As rich in history and heritage as it is in nature
The Vandeleur family were the descendents of Maxmilian van der Leur, a Dutch merchant, who had settled in Ireland by the early 17th century and whose grandson, the Reverend John Vandeleur, was rector of Kilrush, in the 1680s. In 1712 the Earl of Thomond leased the Kilrush estate to Boyle Vandeleur in trust for his brother the Reverend John – and from him descends the Vandeleurs of Kilrush.
By the mid 19th century the Vandeleur estate amounted to almost 20,000 acres in county Clare – and John Ormsby Vandeleur built Kilrush House on the 400-acre family demesne in 1808 when the family had control of some 3,400 acres of land around Kilrush. The planned landscape of the demesne itself, with framework of shelter belts, woodland and pasture set out conforming to the lie of the land, is typically late 18th century in design.
In Lewis’s Topographical Directory of Ireland (1837), Kilrush House is described as: “a handsome and spacious mansion immediately adjoining the town, and commanding an extensive view of the Shannon, and the Clare and Kerry shores”.
The Vandeleurs were landlords during the 200 years that they dominated the area and have been credited with building much of Kilrush’s infrastructure – including street planning, funding building projects and providing local employment.

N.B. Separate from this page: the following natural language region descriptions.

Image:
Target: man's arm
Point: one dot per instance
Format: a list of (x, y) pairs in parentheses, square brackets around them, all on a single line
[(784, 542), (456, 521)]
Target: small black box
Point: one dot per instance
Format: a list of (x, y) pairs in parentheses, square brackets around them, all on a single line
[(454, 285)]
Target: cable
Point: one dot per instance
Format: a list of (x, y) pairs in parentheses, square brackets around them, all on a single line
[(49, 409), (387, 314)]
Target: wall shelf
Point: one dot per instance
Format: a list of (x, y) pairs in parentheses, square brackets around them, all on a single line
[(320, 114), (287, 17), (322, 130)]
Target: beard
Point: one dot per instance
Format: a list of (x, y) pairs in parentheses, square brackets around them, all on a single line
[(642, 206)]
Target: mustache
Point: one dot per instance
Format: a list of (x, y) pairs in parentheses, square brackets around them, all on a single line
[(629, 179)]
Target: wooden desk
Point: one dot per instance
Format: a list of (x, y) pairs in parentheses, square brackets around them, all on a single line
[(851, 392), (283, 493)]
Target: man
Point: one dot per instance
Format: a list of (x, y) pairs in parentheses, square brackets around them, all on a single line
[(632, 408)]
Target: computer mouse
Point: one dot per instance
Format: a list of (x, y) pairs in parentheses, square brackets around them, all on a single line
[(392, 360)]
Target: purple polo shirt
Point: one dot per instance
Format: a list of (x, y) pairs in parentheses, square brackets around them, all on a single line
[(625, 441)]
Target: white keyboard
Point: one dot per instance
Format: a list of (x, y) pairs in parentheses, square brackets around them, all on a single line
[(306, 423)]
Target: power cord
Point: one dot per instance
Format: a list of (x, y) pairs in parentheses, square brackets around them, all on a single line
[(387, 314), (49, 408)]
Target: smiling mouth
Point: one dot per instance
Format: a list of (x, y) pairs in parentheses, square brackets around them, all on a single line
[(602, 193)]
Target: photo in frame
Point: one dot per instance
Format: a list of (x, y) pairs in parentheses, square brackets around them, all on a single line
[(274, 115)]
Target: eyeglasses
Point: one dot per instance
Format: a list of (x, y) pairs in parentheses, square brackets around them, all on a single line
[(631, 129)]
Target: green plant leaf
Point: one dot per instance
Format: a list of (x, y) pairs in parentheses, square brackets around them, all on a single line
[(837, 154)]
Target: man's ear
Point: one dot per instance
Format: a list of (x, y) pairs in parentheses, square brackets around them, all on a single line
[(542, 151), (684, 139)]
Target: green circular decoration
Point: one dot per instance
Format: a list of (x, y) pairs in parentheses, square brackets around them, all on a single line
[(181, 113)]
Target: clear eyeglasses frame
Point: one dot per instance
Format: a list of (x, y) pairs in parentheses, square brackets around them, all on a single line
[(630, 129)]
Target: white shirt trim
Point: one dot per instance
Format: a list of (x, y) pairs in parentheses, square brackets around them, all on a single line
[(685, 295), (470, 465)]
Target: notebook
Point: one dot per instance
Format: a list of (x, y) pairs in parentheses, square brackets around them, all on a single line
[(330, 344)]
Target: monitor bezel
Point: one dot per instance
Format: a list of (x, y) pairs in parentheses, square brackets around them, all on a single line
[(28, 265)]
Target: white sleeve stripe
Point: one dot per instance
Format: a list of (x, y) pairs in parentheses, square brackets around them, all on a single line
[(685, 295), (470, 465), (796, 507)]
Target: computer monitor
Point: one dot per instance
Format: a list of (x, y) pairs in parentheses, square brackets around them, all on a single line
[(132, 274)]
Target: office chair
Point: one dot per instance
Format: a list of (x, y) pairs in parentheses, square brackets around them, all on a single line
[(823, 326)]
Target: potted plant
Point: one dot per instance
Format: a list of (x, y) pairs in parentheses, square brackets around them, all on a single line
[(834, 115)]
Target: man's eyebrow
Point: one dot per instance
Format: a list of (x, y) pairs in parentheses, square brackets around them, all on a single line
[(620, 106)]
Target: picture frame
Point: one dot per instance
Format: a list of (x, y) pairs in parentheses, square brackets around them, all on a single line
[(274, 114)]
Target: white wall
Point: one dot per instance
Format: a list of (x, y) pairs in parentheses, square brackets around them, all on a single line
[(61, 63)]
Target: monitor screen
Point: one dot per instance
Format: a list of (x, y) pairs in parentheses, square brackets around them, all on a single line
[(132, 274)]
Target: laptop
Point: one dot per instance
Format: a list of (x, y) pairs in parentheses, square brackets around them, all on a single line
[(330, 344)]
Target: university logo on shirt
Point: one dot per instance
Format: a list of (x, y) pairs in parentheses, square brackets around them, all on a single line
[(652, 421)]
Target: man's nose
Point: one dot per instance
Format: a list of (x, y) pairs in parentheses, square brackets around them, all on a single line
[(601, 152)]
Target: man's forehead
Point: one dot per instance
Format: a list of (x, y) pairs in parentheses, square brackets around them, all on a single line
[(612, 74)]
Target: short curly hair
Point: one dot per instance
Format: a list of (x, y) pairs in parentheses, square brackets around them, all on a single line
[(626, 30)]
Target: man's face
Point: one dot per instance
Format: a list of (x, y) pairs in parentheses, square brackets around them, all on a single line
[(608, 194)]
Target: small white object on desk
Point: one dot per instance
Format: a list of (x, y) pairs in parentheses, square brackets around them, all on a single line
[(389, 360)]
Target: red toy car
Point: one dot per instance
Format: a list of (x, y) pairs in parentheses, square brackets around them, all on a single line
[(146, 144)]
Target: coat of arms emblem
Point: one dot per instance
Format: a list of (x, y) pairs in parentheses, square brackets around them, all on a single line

Unfortunately, their name is also associated with a dark chapter in the area’s history: the mass evictions that began in the 1840s during the Famine period.
These dark days ended when the protest movement of the Land War finally forced a compromise to be reached and tenants were reinstated on their properties. In 1897, an accidental fire raised Kilrush House to the ground and the estate was taken over by the Land Commission in the 1910s.
Today, the Vandeleur Walled Garden is both a reminder that its history must never be repeated – and a celebration of the enduring human spirit.
“Love … is like nature, but in reverse; first it fruits, then it flowers.” William Butler Yeats
The Vandeleur Walled Garden occupies an area of 0.90 hectares (2.158 acres) and is completely surrounded by stone walls. It was originally positioned to be close to the family house, to the east side of the other buildings, providing protection from prevailing westerly winds. The garden is rectangular in shape with a widening west end: the west wall being almost twice as long as the east wall with the north wall the longest – designed purposely to catch maximum sun for the plants.
The original layout was a conventional one of paths running round the garden parallel to the walls, with a centre path running from north to south and a cross-path running from east to west dividing the garden into four planted sections. The original garden was no doubt quite unassuming and functional – kept to produce supplies of fruit, flowers and vegetables for the household.
Abandoned and untended, the garden was ‘lost’ for many years – but redevelopment of the Garden began in 1997. In 2000, the first flowers were replanted within the walls and the Garden opened its gate to the public – ready to share its secret once more.
The redesign of the garden incorporates the old path system but now contains many new and different plants. You’ll also notice that the garden features a dramatic red theme – such as the red summer house – to make sure there is bright colour and life, all year round.